Die Vorstellungen von Ulrich Beck zur Bürgerarbeit oder kommunitaristische Konzepte sind bereits ein Reflex dieser Umbewertung von Solidarität. Die Verteilungspolitik konzentriert sich so direkt nicht mehr nur und nicht einmal mehr vorrangig auf die Umverteilung von Geld, sondern vor allem auf die Verteilung von Lebenschancen – und damit von Macht.
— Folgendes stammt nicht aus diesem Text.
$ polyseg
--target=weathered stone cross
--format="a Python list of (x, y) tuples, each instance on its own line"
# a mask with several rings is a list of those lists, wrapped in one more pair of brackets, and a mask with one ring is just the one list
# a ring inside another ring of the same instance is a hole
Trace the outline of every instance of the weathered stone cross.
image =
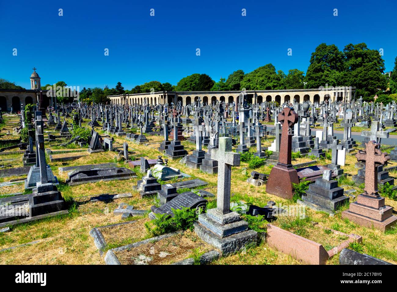
[(372, 197), (379, 196), (378, 193), (378, 168), (376, 164), (384, 164), (390, 159), (387, 153), (382, 153), (378, 149), (380, 145), (374, 141), (368, 141), (365, 150), (360, 150), (356, 154), (358, 161), (365, 161), (365, 186), (364, 194)]
[(290, 128), (298, 122), (298, 114), (291, 108), (284, 108), (278, 114), (278, 121), (283, 126), (281, 133), (281, 143), (278, 162), (284, 164), (291, 164), (292, 151), (292, 136)]
[(378, 143), (380, 143), (382, 138), (388, 138), (389, 132), (383, 130), (379, 130), (379, 122), (372, 121), (371, 122), (370, 131), (362, 131), (361, 136), (370, 137), (371, 141), (374, 140)]
[(211, 157), (218, 161), (218, 188), (216, 208), (221, 214), (230, 212), (231, 166), (240, 165), (240, 154), (231, 152), (232, 139), (219, 138), (219, 148), (212, 149)]

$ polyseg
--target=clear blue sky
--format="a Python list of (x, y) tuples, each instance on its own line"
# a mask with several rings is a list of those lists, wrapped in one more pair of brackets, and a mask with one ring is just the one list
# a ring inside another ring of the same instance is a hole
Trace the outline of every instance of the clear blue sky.
[(382, 48), (386, 71), (397, 56), (395, 0), (85, 2), (0, 1), (0, 77), (29, 88), (35, 66), (42, 85), (111, 88), (120, 81), (130, 89), (151, 80), (176, 84), (196, 73), (218, 81), (269, 63), (306, 72), (323, 42)]

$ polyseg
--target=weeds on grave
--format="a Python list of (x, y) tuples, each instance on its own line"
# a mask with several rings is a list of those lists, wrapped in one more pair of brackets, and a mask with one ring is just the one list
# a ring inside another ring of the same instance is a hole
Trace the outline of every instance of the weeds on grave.
[(292, 183), (292, 187), (294, 191), (294, 195), (292, 200), (294, 203), (296, 203), (297, 201), (302, 198), (302, 195), (306, 193), (306, 191), (309, 188), (310, 181), (305, 180), (306, 178), (303, 178), (302, 181), (299, 184)]
[(397, 190), (393, 190), (394, 186), (391, 186), (388, 182), (386, 183), (380, 188), (381, 195), (393, 201), (397, 201)]
[(200, 251), (199, 247), (195, 248), (193, 249), (193, 254), (189, 257), (192, 258), (194, 260), (193, 265), (200, 265), (200, 258), (202, 255), (204, 254), (204, 252)]
[(243, 162), (248, 162), (254, 156), (252, 152), (244, 152), (242, 153), (240, 156), (240, 160)]
[(291, 159), (294, 160), (298, 158), (302, 158), (302, 154), (300, 152), (292, 152), (291, 153)]
[(256, 168), (262, 166), (265, 162), (265, 159), (257, 156), (253, 156), (248, 162), (248, 167), (250, 168)]
[(358, 242), (351, 242), (348, 247), (349, 249), (359, 252), (360, 253), (363, 253), (364, 252), (364, 246), (362, 244)]
[(181, 230), (194, 230), (193, 224), (198, 218), (195, 209), (184, 207), (181, 209), (172, 209), (172, 210), (173, 217), (168, 214), (156, 214), (156, 218), (145, 223), (148, 232), (156, 236)]
[(348, 186), (354, 186), (354, 182), (348, 178), (347, 176), (341, 176), (338, 178), (338, 186), (345, 184)]

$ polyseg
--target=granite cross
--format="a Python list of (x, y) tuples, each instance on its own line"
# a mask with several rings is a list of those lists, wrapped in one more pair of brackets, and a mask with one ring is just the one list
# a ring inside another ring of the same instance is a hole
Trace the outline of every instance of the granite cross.
[(360, 150), (356, 154), (358, 161), (365, 161), (365, 183), (364, 194), (378, 197), (378, 167), (376, 164), (384, 164), (390, 159), (386, 153), (382, 153), (379, 149), (380, 144), (375, 141), (368, 141), (365, 150)]
[(218, 161), (218, 198), (216, 208), (221, 214), (230, 212), (231, 166), (240, 165), (240, 154), (231, 151), (232, 139), (220, 137), (219, 149), (211, 150), (211, 158)]
[(291, 127), (298, 121), (298, 114), (292, 108), (284, 108), (278, 114), (278, 121), (283, 126), (281, 133), (281, 143), (279, 162), (283, 164), (291, 164), (291, 153), (292, 151), (292, 137)]
[(43, 133), (43, 121), (41, 116), (37, 116), (36, 120), (36, 147), (39, 155), (36, 157), (37, 162), (39, 161), (40, 168), (40, 182), (42, 184), (48, 183), (47, 176), (47, 163), (44, 148), (44, 135)]

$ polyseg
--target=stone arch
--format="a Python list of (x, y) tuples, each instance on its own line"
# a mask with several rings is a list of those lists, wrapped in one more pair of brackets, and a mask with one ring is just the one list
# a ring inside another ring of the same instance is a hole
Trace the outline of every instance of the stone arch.
[(320, 96), (318, 94), (315, 94), (314, 97), (313, 98), (313, 102), (320, 102)]
[(281, 97), (279, 95), (276, 95), (276, 98), (274, 99), (274, 100), (276, 101), (276, 102), (278, 103), (279, 105), (281, 104)]
[(0, 108), (2, 112), (6, 112), (7, 99), (5, 96), (0, 96)]
[(11, 104), (12, 104), (12, 109), (14, 112), (17, 112), (21, 110), (21, 102), (19, 97), (14, 96), (12, 98), (12, 101), (11, 102)]
[(30, 103), (33, 103), (33, 99), (31, 96), (27, 96), (25, 97), (25, 104), (29, 104)]

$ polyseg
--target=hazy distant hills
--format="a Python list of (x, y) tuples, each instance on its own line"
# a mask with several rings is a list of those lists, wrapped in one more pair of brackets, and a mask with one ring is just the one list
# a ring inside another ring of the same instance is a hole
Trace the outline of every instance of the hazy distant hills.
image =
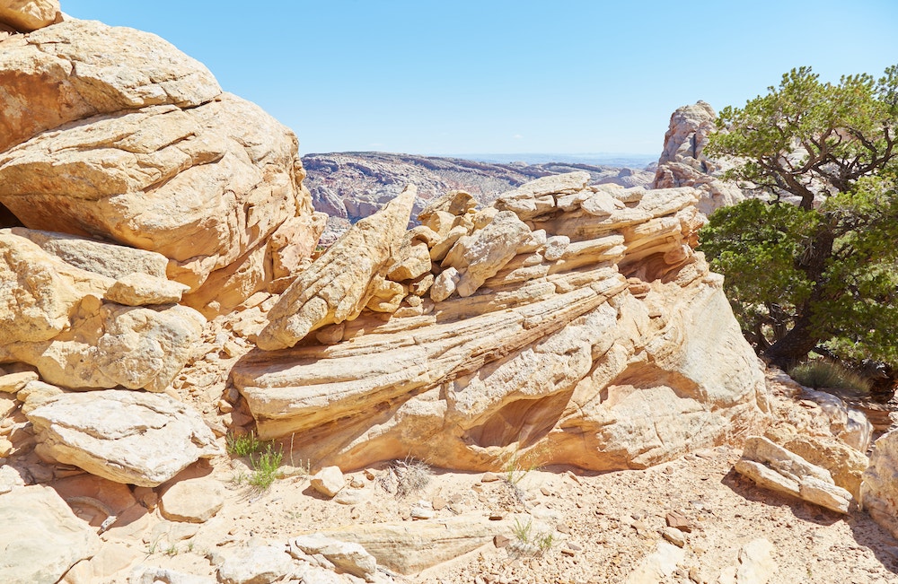
[[(315, 209), (355, 222), (380, 209), (409, 183), (418, 187), (414, 214), (434, 197), (453, 189), (467, 190), (480, 203), (489, 204), (498, 195), (529, 180), (572, 170), (586, 170), (594, 183), (624, 187), (651, 183), (655, 170), (645, 169), (645, 163), (650, 161), (648, 157), (614, 159), (613, 156), (471, 154), (471, 159), (462, 159), (386, 153), (330, 153), (304, 156), (303, 164), (308, 172), (305, 185), (312, 191)], [(474, 157), (492, 160), (471, 160)], [(564, 157), (569, 160), (551, 161)], [(522, 158), (524, 160), (509, 160)], [(599, 160), (627, 161), (631, 166), (589, 163)]]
Neue Widersprüche, neue Interessenkonstellationen, neue Bündnisse

Die zivilisatorische Rolle der sozialen Sicherungssysteme erschöpft sich jedoch nicht allein in seiner Fixierung auf das Verhältnis von Kapital und Arbeit – sie erstreckt sich auch auf die Verhältnisse zwischen den Lohnabhängigen, zwischen verschiedenen Fraktionen des Kapitals und zwischen verschiedenen anderen sozialen Schichten. Soziale Sicherheit zivilisiert nicht nur das Verhältnis von Kapital und Arbeit, sondern in gleichem Maße, und das ist vielleicht noch wichtiger, das Verhältnis der verschiedenen Gruppen von Lohnabhängigen. Zivilisierung bedeutet hier Regulierung der Konkurrenz unter den Lohnabhängigen um Arbeitsplätze und Gewährleistung von Möglichkeiten zur Entwicklung einer eigenen Kultur und von Solidarität. Als ausgesprochen lehrreich erweist sich unter diesem Gesichtspunkt die Darstellung der Auseinandersetzung um das englische Fabrikgesetz und um den Acht-Stunden-Tag bei Marx. Das Bild, das Marx hier vom englischen Proletariat zeichnet, ist keinesfalls heroisierend; gleiches gilt für seine Schriften über die Wirkung von Kinder- und Frauenarbeit in der kapitalistischen Produktion. Neuere neoliberale Gesellschaftsentwürfe legen Konsequenzen nahe, die diesen Verhältnissen nur der Form, nicht dem Wesen nach unähnlich sind. Die Debatten um einen Niedriglohnsektor, um Bürgerarbeit, um die Absenkung der »Erwerbsneigung« von Frauen, um Lohnverzicht usw. sind nur scheinbar zivilisiertere Formen, in denen im 20. Jahrhundert die Konkurrenz unter den Lohnabhängigen angeheizt wird.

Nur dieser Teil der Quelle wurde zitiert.